The Volunteer Lawyers Service has linked more than forty-five community organizations with lawyers and much needed legal representation. V.L.S. now has a roster of more than 300 volunteer lawyers.
A newly formed South Asian Legal Clinic hosts legal clinics across the Greater Toronto Area with the voluntary participation of many lawyers from the South Asian community.
I am pleased to chair PBLO Advisory Board and I would like to thank the Law Foundation of Ontario for its significant financial support of Pro Bono Law Ontario.
I am also encouraged by the fact that a number of law firms have indicated a real interest in structuring a pro bono program as part of their main stream legal activity.
I would also like to take this opportunity of thanking Lynn Burns, the Executive Director of Pro Bono Law Ontario for her continuing commitment and dedication.
It is worth repeating the statement of the late Chief Justice Brian Dickson with respect to the importance of pro bono initiatives:
“it can help connect the lawyers who are sought after by the most privileged in society with claim to justice to those who enjoy these privileges least.”
Access to legal advice and access to justice remains one of the essential bulwarks of our society and our individual liberties. Our freedoms are at best fragile and they depend on the ability of every citizen to assert in a court or a tribunal his or her rights under the law, and to receive sound legal advice as to rights and obligations. Our laws and freedoms will only be as strong as the protection that they afford to the most vulnerable members of our community. In affording this protection, legal assistance does make a deep and essential contribution to our social fabric and indeed to our very way of life.
Last year I spoke of youth at risk and the reality that the administration of justice is unable to deal with the causes of criminal and other anti-social behaviour. The courts provide daily witness to the tragedies represented by young people at risk given their negative environments, lack of education and lack of opportunity.
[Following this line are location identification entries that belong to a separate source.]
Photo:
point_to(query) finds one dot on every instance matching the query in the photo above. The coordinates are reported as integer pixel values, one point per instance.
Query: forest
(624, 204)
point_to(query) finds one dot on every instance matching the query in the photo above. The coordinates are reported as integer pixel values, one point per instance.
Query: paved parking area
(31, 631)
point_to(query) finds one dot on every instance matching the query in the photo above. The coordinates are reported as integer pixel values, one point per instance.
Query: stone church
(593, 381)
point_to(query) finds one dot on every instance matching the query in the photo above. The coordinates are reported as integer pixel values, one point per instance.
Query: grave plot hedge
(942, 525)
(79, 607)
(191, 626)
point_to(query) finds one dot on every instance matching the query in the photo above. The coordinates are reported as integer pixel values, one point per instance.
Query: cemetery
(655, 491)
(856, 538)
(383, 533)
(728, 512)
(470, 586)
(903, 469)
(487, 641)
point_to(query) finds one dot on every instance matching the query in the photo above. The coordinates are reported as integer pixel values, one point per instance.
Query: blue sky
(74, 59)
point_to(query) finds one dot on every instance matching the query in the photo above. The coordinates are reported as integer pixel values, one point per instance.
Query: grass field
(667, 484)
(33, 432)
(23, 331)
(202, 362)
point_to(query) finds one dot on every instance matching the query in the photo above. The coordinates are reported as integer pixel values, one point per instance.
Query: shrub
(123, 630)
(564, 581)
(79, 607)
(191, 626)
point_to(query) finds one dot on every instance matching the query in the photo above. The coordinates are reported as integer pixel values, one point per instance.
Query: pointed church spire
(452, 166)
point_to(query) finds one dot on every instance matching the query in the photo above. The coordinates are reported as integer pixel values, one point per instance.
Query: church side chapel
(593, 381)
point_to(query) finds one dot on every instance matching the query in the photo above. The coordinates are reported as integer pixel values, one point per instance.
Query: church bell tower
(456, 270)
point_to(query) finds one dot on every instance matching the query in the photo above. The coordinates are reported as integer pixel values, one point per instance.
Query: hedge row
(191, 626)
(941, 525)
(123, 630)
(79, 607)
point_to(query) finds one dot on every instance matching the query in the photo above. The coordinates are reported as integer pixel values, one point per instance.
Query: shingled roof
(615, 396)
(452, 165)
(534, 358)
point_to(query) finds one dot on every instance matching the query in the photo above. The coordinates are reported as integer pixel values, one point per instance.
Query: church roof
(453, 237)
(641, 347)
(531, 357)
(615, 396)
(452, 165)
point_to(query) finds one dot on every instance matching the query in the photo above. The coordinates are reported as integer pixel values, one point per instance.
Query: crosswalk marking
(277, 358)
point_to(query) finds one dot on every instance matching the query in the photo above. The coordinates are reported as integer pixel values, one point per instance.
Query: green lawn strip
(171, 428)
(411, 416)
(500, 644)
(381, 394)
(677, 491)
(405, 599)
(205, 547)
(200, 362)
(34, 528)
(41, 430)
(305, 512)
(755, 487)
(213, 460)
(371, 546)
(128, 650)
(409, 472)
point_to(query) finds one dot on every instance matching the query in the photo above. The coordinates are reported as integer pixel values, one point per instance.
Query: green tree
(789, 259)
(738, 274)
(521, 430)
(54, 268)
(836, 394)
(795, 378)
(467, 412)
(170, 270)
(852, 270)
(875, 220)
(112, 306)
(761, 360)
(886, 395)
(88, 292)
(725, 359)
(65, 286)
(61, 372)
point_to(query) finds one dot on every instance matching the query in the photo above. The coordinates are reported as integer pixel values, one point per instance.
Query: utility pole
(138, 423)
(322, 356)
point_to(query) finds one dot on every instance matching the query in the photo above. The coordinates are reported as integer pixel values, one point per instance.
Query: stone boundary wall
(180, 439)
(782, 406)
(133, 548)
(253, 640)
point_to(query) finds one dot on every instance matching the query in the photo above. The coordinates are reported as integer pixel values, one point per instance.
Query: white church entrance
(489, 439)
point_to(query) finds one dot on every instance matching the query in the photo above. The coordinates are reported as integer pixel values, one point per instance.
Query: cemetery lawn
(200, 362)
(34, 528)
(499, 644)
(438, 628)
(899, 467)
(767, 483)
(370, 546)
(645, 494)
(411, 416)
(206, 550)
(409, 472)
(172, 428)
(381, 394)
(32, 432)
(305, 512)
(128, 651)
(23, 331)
I had expressed the hope that the three orders of government would be able to better co-ordinate their efforts in this area but I am unaware of any serious progress.
In any event, it should be pretty obvious that our courts alone will never be able to provide a social justice order based on caring, compassion and social justice.
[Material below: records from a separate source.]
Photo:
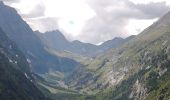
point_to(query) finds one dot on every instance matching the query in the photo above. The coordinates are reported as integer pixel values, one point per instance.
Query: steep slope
(55, 40)
(16, 82)
(18, 31)
(148, 49)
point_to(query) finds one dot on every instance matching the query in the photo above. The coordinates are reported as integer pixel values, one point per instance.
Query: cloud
(10, 1)
(37, 11)
(43, 23)
(112, 17)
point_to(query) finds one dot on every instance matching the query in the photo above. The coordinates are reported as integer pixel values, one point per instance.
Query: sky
(91, 21)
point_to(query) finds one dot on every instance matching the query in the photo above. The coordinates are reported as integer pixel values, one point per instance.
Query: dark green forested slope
(145, 61)
(16, 82)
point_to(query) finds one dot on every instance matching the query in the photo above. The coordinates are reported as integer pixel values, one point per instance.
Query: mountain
(55, 40)
(16, 81)
(18, 31)
(138, 70)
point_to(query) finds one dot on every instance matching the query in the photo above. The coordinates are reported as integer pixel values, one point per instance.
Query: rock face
(57, 41)
(19, 32)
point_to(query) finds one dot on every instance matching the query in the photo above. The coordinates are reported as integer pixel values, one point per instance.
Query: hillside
(141, 66)
(56, 41)
(16, 81)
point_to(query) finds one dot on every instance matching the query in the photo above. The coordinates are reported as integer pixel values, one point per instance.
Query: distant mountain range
(56, 40)
(39, 66)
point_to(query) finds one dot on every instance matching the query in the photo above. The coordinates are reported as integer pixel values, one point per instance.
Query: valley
(47, 66)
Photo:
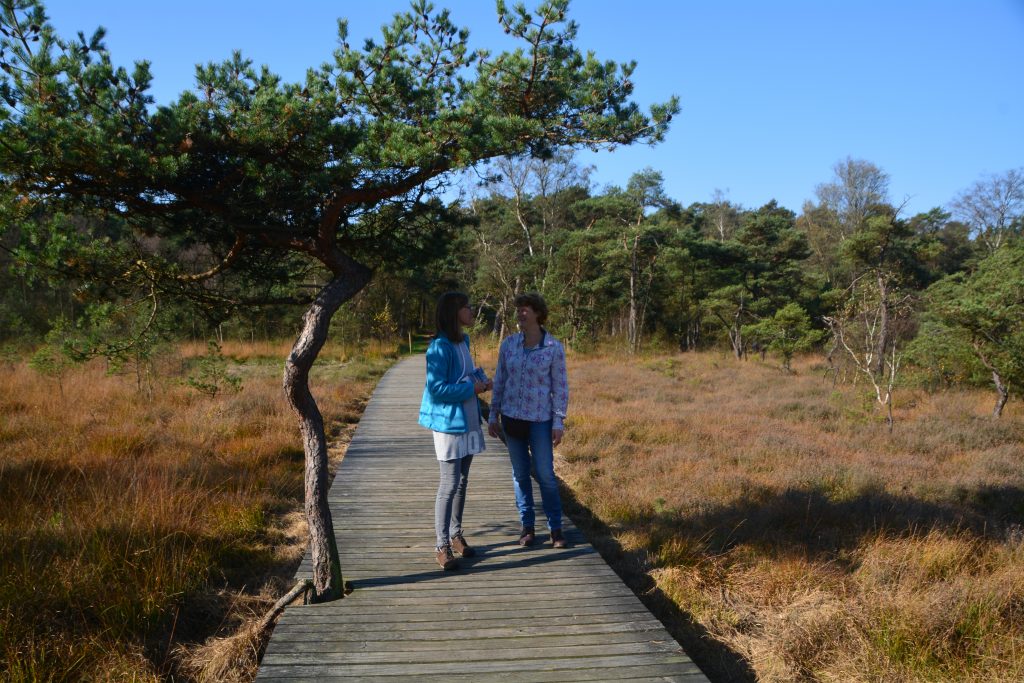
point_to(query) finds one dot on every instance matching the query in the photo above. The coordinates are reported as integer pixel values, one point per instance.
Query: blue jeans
(536, 456)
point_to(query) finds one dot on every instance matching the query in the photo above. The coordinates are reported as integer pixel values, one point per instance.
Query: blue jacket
(443, 394)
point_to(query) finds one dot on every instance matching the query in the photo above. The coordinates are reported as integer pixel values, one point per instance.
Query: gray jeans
(451, 499)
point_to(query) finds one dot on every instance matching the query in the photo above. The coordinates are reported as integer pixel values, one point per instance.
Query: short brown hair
(535, 301)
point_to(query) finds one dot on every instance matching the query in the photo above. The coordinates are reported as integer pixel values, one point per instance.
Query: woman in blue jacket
(451, 410)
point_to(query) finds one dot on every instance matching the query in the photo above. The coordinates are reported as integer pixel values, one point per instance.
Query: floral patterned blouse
(530, 384)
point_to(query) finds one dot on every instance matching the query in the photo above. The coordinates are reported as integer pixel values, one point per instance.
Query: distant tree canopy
(247, 188)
As we begin a new year, we should reflect on the fact that many of the causes of our social ills are simply related to poverty. As estimated 200,000 Canadians are homeless and 1.7 million families are in “core housing need”. Every winter a few of these people freeze to death. Thousands more develop ailments that those with warm secure homes will never know; close to 800,000 Canadians use food banks every month, forty-one percent of them are children.
While the poor and friendless may often be out of political fashion they are never without human needs. We also know that the poor and vulnerable may live in a free country but that it is often difficult for them to feel free.
At last years opening of the courts I made reference to the obvious fact that threats related to international terrorism might well place additional and unprecedented pressures on the courts as issues related to the respect of individual rights in an age of heightened security concerns are debated and decided.
Canada is of course a highly pluralistic and diverse nation and our courts must therefore continue to re-examine and re-evaluate our laws through the lens of multicultural fairness. As the Supreme Court of Canada has emphasized, “Canada is not an insular, homogeneous society. It is enriched by the presence and contributions of citizens of many different races, nationalities and ethnic regions”. Canada’s highest court has also stated “that judges must be particularly sensitive to the need not only to be fair but also appear to be fair to all Canadians of every race, religion, nationality and ethnic origin.
I would like to conclude by thanking everyone associated with the administration of justice for their commitment to what Prime Minister Trudeau often referred to as a just society and to wish you all a very happy 2003.